For my projects Mad Kate the Tide, my solo work, and my work with HYENAZ, I have even more opportunity to say what I want to say simply because I’m writing the songs and the music and the texts are very important to me. Therefore I can be even more specific in terms of what my queerness is or how I want to express it. I can write more personally in terms of how my sexuality or my gender has affected my work as a performer and or as a sex worker, my thoughts about labour war and other politics. There is a lot of freedom in that.
You use the possibilities of subversive art and visual culture in the sense of gender-critical knowledge production. What can you concretely realize politically and culturally with it?
I love this question because to be honest this is the question that I ask myself almost every day and I’m not quite sure I know the answer. Sometimes I feel really down and I think – art cant do anything. It thinks that it can, but ultimately its activism and laws changing that makes the difference for people. But on other days I think, no—we are all part of a system of change and a movement towards another place. I think somehow that I am part of a tradition of feminist and queer performance, and as one small part of that, I hope that I have made a bit of a difference for some people who have seen me on stage and it has meant something for them and for their lives. Maybe it has given them a window of a possibility of who they can be either in their gender, in their bodies, or in their life work. These small changes lead to big change, changes which I’ve actually seen since I was a kid. Things are not the same. Yes there is still patriarchy, racism, ableism, homophobia and transphobia and I could go on —but the way that it is expressed, where it is expressed, and how and who is affected and in what ways is not the same. My kid is growing up in a completely different climate when it comes to how she can understand her own body, her agency as a body and her relationship to sexuality. Although that said, I also wouldn’t simply “rest”—there is always more work to be done and plenty of things to talk about and dismantle.

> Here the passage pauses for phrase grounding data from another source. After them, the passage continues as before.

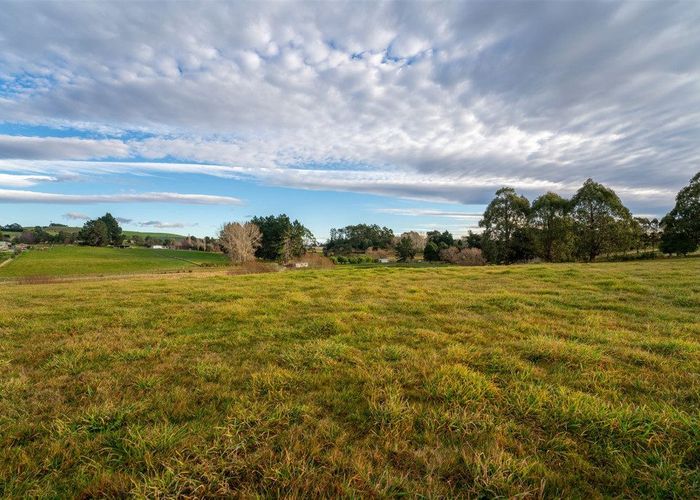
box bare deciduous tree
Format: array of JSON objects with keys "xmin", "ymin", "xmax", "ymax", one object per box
[
  {"xmin": 219, "ymin": 222, "xmax": 262, "ymax": 263},
  {"xmin": 439, "ymin": 247, "xmax": 486, "ymax": 266},
  {"xmin": 399, "ymin": 231, "xmax": 426, "ymax": 252}
]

You also always like to focus your queer being with nudity (Sisterhood) and sex performance art in Too much Pussy! Why do you think the focus on nudity is helpful to stimulate a social debate of heteronormativity and bisexuality?
There is a lot to unpack in this question because I think that nudity and sexuality are two different things. So first I’ll talk about nudity. When we say nudity we are saying the human body without any of its clothes on it. We are born nude and if we have no opportunity to ever change our bodies with our own agency (like, if we don’t transition, or cut our hair, or get botox, or get tattoos or anything else; ie we refrain from kind of body modification on our bodies which inevitably costs money), then our body simply is as it is as it is and it will STILL change—it will do what it wants. It changes whether we like it or not. In fact most of our modifications are a kind of act of resistance to the body’s own course. It grows, it hits puberty, it grows hair, it has hormonal cycles, it ages, it starts to “malfunction” and change and become tired, less agile. It will become sick—sick in the way that society defines it—from time to time and eventually will die. Our bodies are our vessels. What Im trying to say is that our bodies are already a queer multiplicity of hormones, gender expressions and strange lumps of flesh which are not inherently male or female or anything of the like. They are already a queer thing which we are in relationship with. They are not one thing. So for me to simply be in my body, in my nude body, in relationship with my changing body in space and in time, is a queer thing. Because it is constantly queer in its relationship to you and how it is read in space(s) and over time.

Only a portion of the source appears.